With Fronds Like These, Who Needs Anemones?

Bob Brown, from Cotswold Garden Flowers, with his recommendations on wintergreen ferns for winter interest - 09 September 2016

Gardeners usually think of ferns as a solution to a shade problem.  They’re better than that and, yes they do grow in shade – both damp and dry - but they also grow in sun (think bracken) and partial shade and pots and alpine troughs.  And they’re not all green and ferny.  They can provide colour highlights in mixed plantings, interesting foliage textures and dramatic shapes to catch the eye.  Amongst the most useful and rewarding are the ones that are wintergreen which provide solace and lift depression.  Think ferns.
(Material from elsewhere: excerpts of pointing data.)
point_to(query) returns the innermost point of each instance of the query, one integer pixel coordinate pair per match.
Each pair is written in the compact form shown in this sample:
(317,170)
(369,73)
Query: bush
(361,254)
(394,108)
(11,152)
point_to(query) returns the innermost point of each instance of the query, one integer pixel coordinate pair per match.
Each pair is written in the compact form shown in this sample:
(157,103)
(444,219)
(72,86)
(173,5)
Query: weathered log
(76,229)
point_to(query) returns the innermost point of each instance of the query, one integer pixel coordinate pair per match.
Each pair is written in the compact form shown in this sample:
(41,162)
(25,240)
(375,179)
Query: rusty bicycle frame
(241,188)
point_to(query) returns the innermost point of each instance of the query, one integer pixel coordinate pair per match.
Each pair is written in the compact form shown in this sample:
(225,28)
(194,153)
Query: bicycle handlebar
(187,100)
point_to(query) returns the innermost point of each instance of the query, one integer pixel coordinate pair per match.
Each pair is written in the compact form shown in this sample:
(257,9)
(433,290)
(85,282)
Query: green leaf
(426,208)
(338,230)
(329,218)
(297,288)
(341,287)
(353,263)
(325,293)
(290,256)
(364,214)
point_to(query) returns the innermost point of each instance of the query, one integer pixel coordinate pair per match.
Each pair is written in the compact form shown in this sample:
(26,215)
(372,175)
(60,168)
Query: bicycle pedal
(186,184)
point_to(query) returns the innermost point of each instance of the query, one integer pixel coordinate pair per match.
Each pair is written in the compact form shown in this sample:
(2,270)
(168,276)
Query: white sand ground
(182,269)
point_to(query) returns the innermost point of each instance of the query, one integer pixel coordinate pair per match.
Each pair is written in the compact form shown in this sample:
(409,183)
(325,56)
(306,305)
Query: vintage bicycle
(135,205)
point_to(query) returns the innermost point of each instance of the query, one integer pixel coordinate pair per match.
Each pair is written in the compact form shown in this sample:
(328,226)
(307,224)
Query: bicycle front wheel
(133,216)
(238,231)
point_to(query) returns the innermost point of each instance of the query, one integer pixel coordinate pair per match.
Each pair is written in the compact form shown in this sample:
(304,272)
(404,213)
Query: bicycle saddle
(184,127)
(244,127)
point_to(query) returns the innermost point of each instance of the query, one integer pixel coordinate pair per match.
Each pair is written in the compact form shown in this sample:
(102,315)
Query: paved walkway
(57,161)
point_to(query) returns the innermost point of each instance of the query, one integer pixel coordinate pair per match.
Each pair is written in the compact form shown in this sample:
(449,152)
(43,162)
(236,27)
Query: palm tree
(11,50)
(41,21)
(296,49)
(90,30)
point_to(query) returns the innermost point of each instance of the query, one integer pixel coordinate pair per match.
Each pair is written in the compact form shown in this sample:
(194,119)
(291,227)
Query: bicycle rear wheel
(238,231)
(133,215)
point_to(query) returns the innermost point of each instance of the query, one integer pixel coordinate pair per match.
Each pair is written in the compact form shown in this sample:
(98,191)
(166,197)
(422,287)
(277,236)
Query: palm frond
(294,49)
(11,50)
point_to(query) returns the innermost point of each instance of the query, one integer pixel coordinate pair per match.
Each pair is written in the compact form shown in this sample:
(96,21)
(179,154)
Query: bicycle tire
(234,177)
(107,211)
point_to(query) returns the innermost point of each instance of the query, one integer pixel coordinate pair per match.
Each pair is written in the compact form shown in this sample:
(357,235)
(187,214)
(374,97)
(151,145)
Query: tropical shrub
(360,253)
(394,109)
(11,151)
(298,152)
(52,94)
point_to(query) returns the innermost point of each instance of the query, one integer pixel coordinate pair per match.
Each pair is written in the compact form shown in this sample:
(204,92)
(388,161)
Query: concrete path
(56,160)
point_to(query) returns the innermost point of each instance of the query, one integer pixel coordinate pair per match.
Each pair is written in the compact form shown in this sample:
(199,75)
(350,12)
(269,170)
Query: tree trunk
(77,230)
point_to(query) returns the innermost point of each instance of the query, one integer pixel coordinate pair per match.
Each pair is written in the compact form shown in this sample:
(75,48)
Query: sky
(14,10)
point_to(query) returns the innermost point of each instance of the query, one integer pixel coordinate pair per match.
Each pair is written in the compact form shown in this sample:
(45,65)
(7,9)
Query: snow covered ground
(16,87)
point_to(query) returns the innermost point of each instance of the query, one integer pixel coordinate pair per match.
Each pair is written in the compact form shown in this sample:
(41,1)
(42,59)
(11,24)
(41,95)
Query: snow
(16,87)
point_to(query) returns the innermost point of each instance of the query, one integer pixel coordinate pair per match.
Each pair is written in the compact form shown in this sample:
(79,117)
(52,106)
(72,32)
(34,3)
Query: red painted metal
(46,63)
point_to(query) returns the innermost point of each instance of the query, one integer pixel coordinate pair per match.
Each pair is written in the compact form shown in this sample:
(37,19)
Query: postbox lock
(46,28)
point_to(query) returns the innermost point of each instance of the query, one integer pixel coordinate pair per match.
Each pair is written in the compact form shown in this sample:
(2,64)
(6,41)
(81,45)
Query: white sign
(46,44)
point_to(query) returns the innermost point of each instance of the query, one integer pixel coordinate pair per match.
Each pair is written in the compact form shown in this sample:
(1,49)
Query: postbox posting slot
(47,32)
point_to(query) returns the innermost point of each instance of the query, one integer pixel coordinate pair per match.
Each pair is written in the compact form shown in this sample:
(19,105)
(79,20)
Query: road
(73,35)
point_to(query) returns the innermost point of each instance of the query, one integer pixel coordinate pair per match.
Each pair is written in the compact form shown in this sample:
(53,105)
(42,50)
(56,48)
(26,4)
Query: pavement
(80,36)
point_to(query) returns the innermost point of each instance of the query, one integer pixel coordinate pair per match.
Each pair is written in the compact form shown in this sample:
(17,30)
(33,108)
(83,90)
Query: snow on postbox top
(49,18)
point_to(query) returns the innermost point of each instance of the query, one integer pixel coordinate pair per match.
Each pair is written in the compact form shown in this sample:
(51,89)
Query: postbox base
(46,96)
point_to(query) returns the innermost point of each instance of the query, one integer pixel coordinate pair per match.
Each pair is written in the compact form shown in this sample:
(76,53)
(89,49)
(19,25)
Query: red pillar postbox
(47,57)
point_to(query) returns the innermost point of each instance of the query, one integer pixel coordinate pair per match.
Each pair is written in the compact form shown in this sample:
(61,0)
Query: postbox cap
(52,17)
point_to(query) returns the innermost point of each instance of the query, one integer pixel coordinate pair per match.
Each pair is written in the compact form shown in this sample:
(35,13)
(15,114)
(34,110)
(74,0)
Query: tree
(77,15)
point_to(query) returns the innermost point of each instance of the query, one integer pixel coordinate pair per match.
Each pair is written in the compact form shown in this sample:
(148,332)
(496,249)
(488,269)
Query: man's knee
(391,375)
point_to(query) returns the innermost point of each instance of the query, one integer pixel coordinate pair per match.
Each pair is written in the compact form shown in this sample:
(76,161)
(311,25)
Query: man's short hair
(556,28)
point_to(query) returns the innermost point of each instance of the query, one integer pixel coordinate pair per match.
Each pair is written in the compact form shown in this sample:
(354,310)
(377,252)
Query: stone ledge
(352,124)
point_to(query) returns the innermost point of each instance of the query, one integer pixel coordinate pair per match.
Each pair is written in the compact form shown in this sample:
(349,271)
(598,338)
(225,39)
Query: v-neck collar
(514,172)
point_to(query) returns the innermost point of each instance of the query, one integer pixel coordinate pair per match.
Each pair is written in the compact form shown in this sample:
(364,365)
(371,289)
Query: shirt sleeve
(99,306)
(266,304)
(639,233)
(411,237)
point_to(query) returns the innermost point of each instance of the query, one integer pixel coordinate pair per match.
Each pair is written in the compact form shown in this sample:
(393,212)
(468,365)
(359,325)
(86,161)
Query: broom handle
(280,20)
There were two big influences that drew me to them.  A great aunt, with whom I spent more than one summer, had a brick path which led to the back door, with outhouses on one side and a brick wall on the other.  Running the length of the path, squeezed into a gap, were ancient gnarled clumps of what was probably native male fern.  In summer it brushed against my bare legs (short trousers) and smelled ‘ferny’.  The quality of the fern and planting was nothing special but I can recall the sensation of cool shade in endless hot summer weather, the scent and the stroking.  Then as a new nurseryman in 1991 a customer showed me a shady corner by her French windows.  A few stones held back a slightly raised flower bed and amongst the stones and in the bed she’d planted a variety of short green ferns with different textures with some mind-you-own-business, primroses and snowdrops.  It was primrose time, so the snowdrops had gone over, but this mini landscape was perfect and from that time on I was looking for a similar site to begin planting a replicate for me.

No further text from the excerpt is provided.